Step 2: remove background interference. After the previous step to determine the background interference \( S_{back} \), the system entered normal working mode. After obtaining a frame of image from the visual sensor, the rectangular region of the face in the current frame is obtained by using the eigenvalue model based on Uniform Pattern LBP. If there is a rectangular region of the face, it should be compared with the rectangular region in the background interference set. Remove overlapping rectangular areas of the face.

Step 3: remove repeated interference from the same person. In the traditional image recognition system, when a continuous frame is recognized, if a person is still in the image, it will cause additional network overhead and recognition overhead for multiple recognition of that person, resulting in the delay of normal face recognition.

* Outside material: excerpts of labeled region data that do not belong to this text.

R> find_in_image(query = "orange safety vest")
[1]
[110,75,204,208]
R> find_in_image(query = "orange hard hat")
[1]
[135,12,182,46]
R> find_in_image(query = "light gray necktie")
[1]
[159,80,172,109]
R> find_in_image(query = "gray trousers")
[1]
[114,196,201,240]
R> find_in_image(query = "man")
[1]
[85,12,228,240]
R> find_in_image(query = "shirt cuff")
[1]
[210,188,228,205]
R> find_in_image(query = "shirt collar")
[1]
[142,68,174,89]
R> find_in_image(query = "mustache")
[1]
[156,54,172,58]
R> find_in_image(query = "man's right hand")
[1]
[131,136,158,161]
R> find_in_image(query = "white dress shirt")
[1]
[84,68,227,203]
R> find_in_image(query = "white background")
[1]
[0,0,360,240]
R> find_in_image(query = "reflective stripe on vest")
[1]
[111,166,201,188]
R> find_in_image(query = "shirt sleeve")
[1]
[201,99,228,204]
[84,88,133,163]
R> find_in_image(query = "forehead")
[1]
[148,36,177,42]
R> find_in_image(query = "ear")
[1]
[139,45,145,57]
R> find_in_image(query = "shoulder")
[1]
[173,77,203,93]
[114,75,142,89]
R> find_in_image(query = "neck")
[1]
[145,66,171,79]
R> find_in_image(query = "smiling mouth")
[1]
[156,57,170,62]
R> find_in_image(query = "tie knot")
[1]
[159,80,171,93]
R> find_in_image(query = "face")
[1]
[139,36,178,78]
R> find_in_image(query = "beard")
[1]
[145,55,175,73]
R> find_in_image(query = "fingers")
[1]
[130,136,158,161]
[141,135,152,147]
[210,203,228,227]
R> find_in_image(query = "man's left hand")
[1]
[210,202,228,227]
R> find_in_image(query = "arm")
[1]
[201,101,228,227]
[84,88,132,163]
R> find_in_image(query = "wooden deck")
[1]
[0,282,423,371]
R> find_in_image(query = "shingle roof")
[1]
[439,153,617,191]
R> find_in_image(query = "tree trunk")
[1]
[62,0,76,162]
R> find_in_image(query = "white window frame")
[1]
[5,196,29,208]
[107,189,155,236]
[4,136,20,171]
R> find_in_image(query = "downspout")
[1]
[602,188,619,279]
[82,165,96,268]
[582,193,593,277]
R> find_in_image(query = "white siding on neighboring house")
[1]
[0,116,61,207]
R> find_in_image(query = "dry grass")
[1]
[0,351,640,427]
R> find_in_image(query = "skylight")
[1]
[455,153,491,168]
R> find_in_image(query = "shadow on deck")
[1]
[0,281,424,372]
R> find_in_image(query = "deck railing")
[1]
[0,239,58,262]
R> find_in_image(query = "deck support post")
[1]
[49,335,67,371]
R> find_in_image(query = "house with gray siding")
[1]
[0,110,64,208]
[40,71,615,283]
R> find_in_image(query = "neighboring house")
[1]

Therefore, by comparing the face rectangular region set \( S_{k - 1} \) of the previous frame with the face rectangle region of the frame, the final face region set \( S_{final}^{i} \) of the first frame is obtained by removing the overlapped region.

Step 4: make facial cuts. In face recognition, the traditional cloud system directly pushes the complete image or video stream, in which the redundant background information such as scenery, objects and so on occupying a large amount of image content, resulting in additional network overhead. The cloud recognition center needs information about the face and its vicinity. The final facial region set \( S_{final}^{i} \) obtained by the pre-recording step will be clipped according to the position of the facial region and the cut image will be transmitted to the cloud for processing and recognition. In order to avoid the lack of image information near the face area, we can magnify the rectangular area of the face by a certain multiple (the default 1.2 times) and upload it.

The image processing recognition section of the cloud will be described in a separate article. Because of the edge AI based processing, the number of images uploaded and the size of the image are greatly reduced, thus reducing the \( t_{trans} \) and \( t_{wait} \), thus reducing the \( t_{delay} \).

4 Performances and Evaluation

In order to verify the effectiveness of this system, this paper uses rk3288 development platform, webcam, remote server background to build a set of identification system to prove the effectiveness of the system (Fig. 6).

Fig. 6.
figure 6

System hardware equipment

The parameters of system are shown in Table 1.

Table 1. System parameters

In order to verify the processing speed of edge AI, the images containing 100, 500, 1000, 2000 and 5000 human images were transferred to rk3288 to obtain the time delay from the input image to the final rectangular region \( S_{final}^{i} \). You can see that it’s stable at around 0.3 s (Fig. 7).

Fig. 7.
figure 7

Processing delay of edge AI

In order to verify the delay comparison between this paper’s scheme and the cloud-based face recognition scheme, the rk3288 operation will be applied to the image set containing 100, 500, 1000, 2000, and 5000 portraits respectively, and the time from the image input to the server to return the verification result will be obtained. From the Fig. 8, we can see that the delay of the traditional cloud scheme of blue-folded modern (cyan line) watches has an average value of more than 5 s. With the increase in the number of photos, the delay is significantly increased. The increase in the number of images is 2,000. The cloud center handles the congestion. The purple broken line represents the edge-based AI-based cloud processing system. Its average delay is more than 2 s, and its delay does not increase or decrease significantly, because it eliminates photos that will bring extra recognition costs and reduces the size of the image required for recognition.

Fig. 8.
figure 8

Compare with traditional cloud-based scheme

5 Conclusions and Future Works

Experiments show that compared with the traditional face recognition cloud system, the face recognition system based on edge AI and cloud computing center proposed in this paper can effectively reduce the delay.

In the future work, we will continue to modify the relevant recognition algorithms in the cloud computing center in order to further reducing the delay.